Recall of Three Lots of Pfizer Inc Drug, Effexor
Three lots of sixth most popular antidepressant drug in the US market, Effexor, have been recalled by the drug maker Pfizer following report that another drug Tikosyn was found in the package of Effexor. All the pharmacists have been asked by the company and the U. S. Food and Drug Administration (FDA) to return all the recalled lots.
Some samples of the drug, Tikosyn, were found by a pharmacist in the bottle of the Effexor XR, the combination of which could prove fatal in certain cases for patients of depression.
Also, one lot of venlafaxine HCI 150 mg extended release capsules of the generic Greenstone grand LLC Company with 90-count bottles of the branded drug has been recalled.
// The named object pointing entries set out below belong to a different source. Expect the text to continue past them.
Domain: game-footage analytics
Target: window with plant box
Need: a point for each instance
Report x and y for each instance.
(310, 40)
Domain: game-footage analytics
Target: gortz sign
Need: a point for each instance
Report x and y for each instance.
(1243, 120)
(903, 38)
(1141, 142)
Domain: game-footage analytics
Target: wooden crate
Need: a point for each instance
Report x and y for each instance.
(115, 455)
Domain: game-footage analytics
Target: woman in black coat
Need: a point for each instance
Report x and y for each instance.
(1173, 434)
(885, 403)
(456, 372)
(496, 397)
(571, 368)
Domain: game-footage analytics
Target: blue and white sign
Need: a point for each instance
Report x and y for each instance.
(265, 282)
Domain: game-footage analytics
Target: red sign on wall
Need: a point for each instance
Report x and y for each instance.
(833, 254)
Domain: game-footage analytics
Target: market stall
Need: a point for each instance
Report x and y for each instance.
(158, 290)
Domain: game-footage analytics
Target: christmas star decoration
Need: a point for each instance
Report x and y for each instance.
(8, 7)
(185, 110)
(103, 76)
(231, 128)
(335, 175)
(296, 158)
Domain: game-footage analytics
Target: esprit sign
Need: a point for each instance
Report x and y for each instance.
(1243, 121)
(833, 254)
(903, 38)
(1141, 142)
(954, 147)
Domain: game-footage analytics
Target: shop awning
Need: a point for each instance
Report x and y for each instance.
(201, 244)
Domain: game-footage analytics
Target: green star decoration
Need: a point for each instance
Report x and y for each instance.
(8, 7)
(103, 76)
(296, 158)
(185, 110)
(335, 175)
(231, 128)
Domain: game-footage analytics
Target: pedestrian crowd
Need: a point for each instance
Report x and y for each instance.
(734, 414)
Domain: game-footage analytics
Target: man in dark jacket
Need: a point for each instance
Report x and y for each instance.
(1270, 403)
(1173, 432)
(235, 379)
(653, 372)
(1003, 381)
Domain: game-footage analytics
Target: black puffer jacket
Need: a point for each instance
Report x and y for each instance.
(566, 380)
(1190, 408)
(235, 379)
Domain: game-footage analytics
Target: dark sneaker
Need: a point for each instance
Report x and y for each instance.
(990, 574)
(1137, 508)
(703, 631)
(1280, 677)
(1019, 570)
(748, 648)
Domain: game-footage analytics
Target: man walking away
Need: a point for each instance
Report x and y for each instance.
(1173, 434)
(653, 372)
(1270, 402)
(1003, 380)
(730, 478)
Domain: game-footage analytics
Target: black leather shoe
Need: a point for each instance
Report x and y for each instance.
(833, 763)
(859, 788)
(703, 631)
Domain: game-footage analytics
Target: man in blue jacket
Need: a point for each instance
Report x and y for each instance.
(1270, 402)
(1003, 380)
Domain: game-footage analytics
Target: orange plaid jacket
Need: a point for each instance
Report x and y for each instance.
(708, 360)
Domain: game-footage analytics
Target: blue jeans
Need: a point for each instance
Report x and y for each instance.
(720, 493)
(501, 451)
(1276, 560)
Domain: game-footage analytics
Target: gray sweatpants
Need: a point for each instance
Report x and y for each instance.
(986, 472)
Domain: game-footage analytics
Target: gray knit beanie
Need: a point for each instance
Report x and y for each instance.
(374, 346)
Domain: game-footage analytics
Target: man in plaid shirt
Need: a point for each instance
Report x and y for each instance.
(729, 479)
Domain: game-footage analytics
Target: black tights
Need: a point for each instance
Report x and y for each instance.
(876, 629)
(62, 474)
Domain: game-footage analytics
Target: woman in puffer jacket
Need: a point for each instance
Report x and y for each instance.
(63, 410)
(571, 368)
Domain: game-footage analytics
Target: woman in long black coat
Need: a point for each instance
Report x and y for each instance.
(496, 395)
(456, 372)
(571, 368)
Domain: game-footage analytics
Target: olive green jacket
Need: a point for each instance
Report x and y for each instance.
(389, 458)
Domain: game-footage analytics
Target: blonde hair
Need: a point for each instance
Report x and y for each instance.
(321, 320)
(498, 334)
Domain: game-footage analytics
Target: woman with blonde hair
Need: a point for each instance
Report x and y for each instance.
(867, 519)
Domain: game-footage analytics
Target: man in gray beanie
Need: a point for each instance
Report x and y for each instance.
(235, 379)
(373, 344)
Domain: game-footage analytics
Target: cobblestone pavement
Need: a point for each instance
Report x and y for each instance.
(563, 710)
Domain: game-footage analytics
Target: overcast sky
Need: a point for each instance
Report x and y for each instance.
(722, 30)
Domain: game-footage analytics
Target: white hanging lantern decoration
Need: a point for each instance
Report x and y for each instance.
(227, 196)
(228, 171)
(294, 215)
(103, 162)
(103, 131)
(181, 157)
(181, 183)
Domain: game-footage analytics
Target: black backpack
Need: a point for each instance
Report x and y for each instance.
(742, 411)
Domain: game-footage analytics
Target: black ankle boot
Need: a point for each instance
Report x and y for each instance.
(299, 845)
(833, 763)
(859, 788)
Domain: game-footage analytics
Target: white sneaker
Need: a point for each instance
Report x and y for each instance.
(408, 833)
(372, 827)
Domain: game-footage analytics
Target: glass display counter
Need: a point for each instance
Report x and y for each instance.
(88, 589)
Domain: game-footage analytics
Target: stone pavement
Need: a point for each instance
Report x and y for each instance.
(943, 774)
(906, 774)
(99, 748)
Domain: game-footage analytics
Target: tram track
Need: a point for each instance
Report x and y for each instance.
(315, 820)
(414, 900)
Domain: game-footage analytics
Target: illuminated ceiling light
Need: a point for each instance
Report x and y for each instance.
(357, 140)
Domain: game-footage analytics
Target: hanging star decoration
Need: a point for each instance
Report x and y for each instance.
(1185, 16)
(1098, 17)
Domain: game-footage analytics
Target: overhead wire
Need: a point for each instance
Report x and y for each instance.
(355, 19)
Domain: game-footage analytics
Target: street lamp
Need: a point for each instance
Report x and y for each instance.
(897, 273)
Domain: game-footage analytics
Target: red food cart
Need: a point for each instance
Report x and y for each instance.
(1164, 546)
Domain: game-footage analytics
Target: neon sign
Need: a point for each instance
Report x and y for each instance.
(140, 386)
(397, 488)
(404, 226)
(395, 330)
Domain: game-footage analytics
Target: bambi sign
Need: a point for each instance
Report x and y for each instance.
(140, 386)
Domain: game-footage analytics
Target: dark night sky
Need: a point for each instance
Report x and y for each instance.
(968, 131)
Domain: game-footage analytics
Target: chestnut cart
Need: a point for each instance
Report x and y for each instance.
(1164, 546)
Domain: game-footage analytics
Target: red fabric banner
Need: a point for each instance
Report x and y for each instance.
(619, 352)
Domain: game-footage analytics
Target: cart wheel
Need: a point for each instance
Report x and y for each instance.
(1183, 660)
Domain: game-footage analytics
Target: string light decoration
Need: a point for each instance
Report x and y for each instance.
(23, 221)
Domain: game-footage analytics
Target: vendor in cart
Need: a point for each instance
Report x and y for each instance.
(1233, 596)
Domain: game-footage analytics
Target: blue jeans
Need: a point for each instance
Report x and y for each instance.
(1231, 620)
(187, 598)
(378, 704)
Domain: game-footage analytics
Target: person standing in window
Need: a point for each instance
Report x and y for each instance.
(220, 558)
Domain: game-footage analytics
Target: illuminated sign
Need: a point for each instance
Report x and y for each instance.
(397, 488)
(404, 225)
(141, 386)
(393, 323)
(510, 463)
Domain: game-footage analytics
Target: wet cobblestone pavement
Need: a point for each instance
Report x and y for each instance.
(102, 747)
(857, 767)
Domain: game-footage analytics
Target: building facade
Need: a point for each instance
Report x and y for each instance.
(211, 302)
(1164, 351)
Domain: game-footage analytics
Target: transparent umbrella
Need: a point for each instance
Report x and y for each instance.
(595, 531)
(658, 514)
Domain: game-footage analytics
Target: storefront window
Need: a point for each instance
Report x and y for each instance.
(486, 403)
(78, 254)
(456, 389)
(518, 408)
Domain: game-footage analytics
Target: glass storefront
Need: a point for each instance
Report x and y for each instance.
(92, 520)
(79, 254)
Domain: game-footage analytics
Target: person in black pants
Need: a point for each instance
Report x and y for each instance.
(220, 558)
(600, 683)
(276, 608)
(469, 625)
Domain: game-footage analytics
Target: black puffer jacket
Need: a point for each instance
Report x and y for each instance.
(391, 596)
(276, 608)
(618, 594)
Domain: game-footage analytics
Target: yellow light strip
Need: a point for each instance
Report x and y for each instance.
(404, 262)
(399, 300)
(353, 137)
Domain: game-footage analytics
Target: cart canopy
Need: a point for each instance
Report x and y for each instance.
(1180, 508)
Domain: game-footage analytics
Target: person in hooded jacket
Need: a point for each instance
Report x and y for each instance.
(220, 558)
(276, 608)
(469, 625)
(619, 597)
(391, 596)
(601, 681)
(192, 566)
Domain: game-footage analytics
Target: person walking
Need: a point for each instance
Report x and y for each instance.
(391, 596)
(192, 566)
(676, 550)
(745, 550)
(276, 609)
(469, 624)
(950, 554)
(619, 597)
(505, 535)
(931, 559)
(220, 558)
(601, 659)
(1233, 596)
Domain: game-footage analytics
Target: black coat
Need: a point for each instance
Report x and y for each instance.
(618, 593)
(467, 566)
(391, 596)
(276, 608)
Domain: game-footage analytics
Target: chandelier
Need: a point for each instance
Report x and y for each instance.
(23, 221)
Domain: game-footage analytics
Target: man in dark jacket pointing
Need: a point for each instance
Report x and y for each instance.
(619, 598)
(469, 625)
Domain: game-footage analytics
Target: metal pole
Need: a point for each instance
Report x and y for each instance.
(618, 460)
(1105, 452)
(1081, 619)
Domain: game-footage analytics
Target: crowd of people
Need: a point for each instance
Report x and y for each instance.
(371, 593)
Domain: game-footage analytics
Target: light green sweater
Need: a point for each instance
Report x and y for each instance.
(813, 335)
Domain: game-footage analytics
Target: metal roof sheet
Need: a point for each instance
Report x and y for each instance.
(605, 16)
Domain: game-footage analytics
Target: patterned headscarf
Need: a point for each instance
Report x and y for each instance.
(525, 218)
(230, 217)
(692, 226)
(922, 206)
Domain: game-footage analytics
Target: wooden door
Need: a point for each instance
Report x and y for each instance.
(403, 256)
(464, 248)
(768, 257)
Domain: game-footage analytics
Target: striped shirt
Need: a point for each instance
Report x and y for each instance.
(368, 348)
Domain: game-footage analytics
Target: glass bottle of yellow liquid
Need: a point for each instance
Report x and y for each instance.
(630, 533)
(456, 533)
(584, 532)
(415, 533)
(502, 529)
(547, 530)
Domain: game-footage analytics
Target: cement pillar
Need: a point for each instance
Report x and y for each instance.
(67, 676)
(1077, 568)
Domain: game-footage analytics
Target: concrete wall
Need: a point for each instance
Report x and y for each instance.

The total of three lots of the Effexor includes about 104,450 bottles of medicines, out of which 65,800 were received by the pharmacies in the country.
The Tikosyn drug is basically used for treating atrial fibrillation, a heart disease with common and potentially dangerous irregular heartbeat. According to the company, serious side-effects are associated with intake of Tikosyn which can leads to death in some cases.
The generic versions of the drugs made by other manufacturers will not get affected with the recall issued by Pfizer. Patients have been advised by the FDA to immediately contact doctors and diagnose themselves for signs of an abnormal heartbeat if they had consumed the drug.
Pfizer has not received any consumer complaints so far.